Precise Measurements of Neutron Capture Cross Sections for LLFPs and MAs

To evaluate the feasibility of development of nuclear transmutation technology and an advanced nuclear system, precise nuclear data of neutron capture cross sections for long-lived fission products (LLFPs) and minor actinides (MAs) are indispensable. In this chapter, we present our research activities for the measurements of neutron capture cross sections for LLFPs and MAs.

Study of Double Delta Photoproduction on the Deuteron in the Energy Region of Eγ = 0.65–1.1 GeV

We studied the reaction d(γ, π+π−p)n with the Neutral Kaon Spectrometer 2 (NKS2) in a photon energy region of Eγ = 0.65-1.1 GeV at Research Center for Electron Photon Science (ELPH), Tohoku University. In this reaction, existence of the process where two nucleons are excited to Delta particles in the intermediate state was found. It is suggested that the nuclear effects cannot be ignored. By exploring the double Delta photoproduction, we investigated the double pion photoproduction on the deuteron, and the N∗-N interaction which contributes to the intermediate state of this reaction. The cross section of double Delta photoproduction was measured by the TAGX[1] and the NKS[2] in the photon energy region of Eγ = 0.57-0.85 GeV and 0.8-1.1 GeV, respectively. The reported cross sections are not consisted at 0.8 GeV. The theoretical calculation[3] does not reproduce the data above 0.8 GeV. We aim to precise measure the double Delta photoproduction in the photon energy region of Eγ = 0.65-1.1 GeV. Charged particles were detected using the NKS2 which has the large acceptance. The mass of the charged particles was calculated from measurements of the β and their respective momentum, allowing for the identification of π, π− and proton events. The d(γ, π+π−p)n events were extracted with a kinematical cut on the missing momentum. Double Delta excitation in the intermediate state was shown using the invariant mass distributions for πp and π−n. In this presentation, I will report on the invariant mass distributions for πN and the cross section of the double Delta photoproduction.

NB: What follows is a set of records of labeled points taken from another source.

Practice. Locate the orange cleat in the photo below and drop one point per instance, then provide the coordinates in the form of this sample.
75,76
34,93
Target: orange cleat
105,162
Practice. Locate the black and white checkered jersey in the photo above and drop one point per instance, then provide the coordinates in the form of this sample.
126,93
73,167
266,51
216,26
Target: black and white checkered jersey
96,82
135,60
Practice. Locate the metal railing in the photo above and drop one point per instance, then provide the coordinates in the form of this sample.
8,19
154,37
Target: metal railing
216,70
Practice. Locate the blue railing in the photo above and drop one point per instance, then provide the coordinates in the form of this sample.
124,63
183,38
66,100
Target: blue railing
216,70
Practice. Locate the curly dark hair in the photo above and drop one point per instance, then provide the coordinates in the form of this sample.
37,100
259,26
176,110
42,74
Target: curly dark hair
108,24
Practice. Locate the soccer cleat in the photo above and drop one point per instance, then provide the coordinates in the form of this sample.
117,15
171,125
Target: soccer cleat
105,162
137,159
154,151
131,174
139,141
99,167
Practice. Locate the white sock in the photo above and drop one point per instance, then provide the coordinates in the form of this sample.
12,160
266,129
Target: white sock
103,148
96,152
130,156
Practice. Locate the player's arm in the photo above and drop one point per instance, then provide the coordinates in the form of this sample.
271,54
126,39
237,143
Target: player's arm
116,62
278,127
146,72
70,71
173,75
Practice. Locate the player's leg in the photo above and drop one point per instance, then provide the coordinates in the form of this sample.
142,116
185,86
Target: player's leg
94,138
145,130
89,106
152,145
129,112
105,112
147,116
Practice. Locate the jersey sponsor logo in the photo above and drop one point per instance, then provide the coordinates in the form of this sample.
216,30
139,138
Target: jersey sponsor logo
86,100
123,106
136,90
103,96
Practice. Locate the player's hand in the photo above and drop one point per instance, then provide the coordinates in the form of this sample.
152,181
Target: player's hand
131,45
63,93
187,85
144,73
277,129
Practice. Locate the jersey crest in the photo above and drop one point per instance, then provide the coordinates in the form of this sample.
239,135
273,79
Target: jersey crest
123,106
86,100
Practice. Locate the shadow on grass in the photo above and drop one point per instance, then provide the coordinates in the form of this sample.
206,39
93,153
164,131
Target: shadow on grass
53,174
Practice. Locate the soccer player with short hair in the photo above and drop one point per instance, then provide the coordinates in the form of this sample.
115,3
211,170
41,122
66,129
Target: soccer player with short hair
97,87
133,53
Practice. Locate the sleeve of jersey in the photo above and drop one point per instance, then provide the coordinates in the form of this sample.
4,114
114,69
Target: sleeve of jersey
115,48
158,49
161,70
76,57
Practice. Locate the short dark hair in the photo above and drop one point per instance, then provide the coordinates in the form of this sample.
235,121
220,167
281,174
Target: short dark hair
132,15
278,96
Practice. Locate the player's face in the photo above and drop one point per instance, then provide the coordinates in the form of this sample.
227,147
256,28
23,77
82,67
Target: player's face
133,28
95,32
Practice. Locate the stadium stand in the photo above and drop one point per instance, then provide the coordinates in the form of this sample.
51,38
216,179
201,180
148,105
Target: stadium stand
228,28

Measurement of Charged Pion Photoproduction at ELPH

We investigated the charged pion photoproduction on the deuteron in the energy region Eγ = 0.65− 1.1 GeV at Research Center for Electron Photon Science (ELPH), Tohoku University. The photon absorption by a nucleus mainly takes place on a single nucleon at energies above the first resonance region. The rest nucleons are called as the spectator and this process is called as the quasi-free process. The pion is emitted in the subsequent de-excitation process of the nucleon resonance excited through the absorption of the photon. The deuteron is the loosely bound system of the proton and the neutron and the photoreaction on it is considered to be dominated by the quasi-free process. However, significant contribution of the two nucleon absorption process in the π+π− photoproduction on the deuteron was measured in the energy region from 0.6 to 1.1 GeV[1, 2]. The importance of the nucleon resonances and the intermediate and final state interaction was suggested by the theoretical studies[3, 4]. For the detailed study of the intermediate states, precise experimental data, not only the total cross section but also the differential cross sections are required. The ABC effect [5] is a nuclear fusion reaction which is known to be related to the excitation of the two nucleon resonances (ΔΔ) in the intermediate state and their interaction. It is distinguished by a structure in the mass distribution of isoscalar pion pair[6, 7, 8]. One of our aim is the search for the ABC like effect in the photon induced double pion production reaction on the deuteron in the analysis of the similar final state with ABC effect (γd → π+π−d) and the explicit ΔΔ excitation (γd → ΔΔ → π+π−pn). The reactions d(γ, π+π−d) and d(γ, π+π−p)n were measured using the Neutral Kaon Spectrometer 2 (NKS2) at ELPH. The NKS2 is the magnetic spectrometer with the geometrical acceptance roughly 1/4 of the whole solid angle, dedicated for the multi-particle tracking. By refining the calibration of the detectors and the tracking procedures, the increased mass reconstruction resolution enabled us the efficient identification of these reactions with three charged particles in the final state. Simulation studies have been carried out for the extraction of the contributions of the intermediate states. We report on the current status of the analysis for the derivation of the cross sections of these reactions with the extraction of the intermediate states.